AnalogSAGE: Multi-Agent Analog Circuit Design
- AnalogSAGE is an open-source, self-evolving multi-agent framework that automates analog circuit design using a stratified memory hierarchy and closed-loop simulation feedback.
- It orchestrates three specialized agents—topology selection, refinement, and parameter optimization—to translate design specs into high-performance analog circuits.
- By integrating Bayesian optimization with ngspice simulations, AnalogSAGE significantly improves design pass rates and efficiently compresses the parameter search space.
AnalogSAGE is an open-source, self-evolving multi-agent design framework for analog circuit automation, introducing a stratified memory hierarchy and simulation-grounded, closed-loop learning to achieve human-like reliability and efficiency in analog topology synthesis and device parameter optimization. By orchestrating three distinct agents—each tasked with topology selection, topology refinement, and parameter optimization, respectively—AnalogSAGE addresses the intrinsic complexity and knowledge-intensitivity of analog design, surpassing existing LLM-driven frameworks in specification-driven operational amplifier (op-amp) design and simulation verification under industry-standard conditions (Wang et al., 27 Dec 2025).
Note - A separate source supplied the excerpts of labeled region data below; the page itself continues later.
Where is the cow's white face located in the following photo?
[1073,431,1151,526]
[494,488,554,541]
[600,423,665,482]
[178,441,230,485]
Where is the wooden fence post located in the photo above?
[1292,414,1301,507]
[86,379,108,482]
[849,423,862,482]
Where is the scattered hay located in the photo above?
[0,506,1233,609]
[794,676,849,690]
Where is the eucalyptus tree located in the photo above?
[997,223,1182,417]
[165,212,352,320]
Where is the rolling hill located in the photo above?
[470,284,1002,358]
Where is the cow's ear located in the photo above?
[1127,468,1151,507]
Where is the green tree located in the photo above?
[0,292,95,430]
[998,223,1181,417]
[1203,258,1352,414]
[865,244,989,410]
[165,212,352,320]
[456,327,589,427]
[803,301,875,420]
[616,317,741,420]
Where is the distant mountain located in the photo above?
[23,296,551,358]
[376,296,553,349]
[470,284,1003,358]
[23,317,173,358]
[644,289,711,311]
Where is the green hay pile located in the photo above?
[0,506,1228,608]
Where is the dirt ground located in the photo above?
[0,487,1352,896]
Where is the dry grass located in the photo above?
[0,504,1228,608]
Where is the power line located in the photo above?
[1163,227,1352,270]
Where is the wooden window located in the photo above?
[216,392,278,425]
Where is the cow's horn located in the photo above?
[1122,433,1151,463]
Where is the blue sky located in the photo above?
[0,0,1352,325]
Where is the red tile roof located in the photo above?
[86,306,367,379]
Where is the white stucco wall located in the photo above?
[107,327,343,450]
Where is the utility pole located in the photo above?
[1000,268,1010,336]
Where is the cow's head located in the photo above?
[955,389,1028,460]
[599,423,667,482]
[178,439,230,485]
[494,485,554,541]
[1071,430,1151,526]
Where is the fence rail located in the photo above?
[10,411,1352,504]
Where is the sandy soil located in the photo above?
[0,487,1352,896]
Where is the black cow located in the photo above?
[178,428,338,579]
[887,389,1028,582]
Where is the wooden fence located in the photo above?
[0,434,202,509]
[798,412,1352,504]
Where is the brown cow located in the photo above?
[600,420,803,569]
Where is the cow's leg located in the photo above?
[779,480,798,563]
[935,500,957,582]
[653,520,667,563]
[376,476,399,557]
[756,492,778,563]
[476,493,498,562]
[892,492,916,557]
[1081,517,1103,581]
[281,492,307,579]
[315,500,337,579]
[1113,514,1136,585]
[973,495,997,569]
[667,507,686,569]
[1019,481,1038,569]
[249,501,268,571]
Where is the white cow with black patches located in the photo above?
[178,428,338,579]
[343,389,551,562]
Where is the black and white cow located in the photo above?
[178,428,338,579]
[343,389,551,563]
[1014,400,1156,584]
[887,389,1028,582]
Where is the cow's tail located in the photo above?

1. System Architecture and Multi-Agent Design
AnalogSAGE employs a three-stage multi-agent pipeline, where each specialized agent operates in tandem with a global stratified memory system:
- Stage I: Topology Selection Agent translates textual design specifications into candidate netlists. This is accomplished by querying the stratified memory for past insights, composing a natural language description of the target architecture, and invoking the Candidates Module to select topologies from a validated vector database.
- Stage II: Topology Refinement Agent performs localized structural edits—such as compensation network adjustments or bias tuning—to iteratively address specification violations. It leverages failure analysis from the Introspective Optimization layer, together with suggestions from the Knowledge Module, to propose incremental topology mutations.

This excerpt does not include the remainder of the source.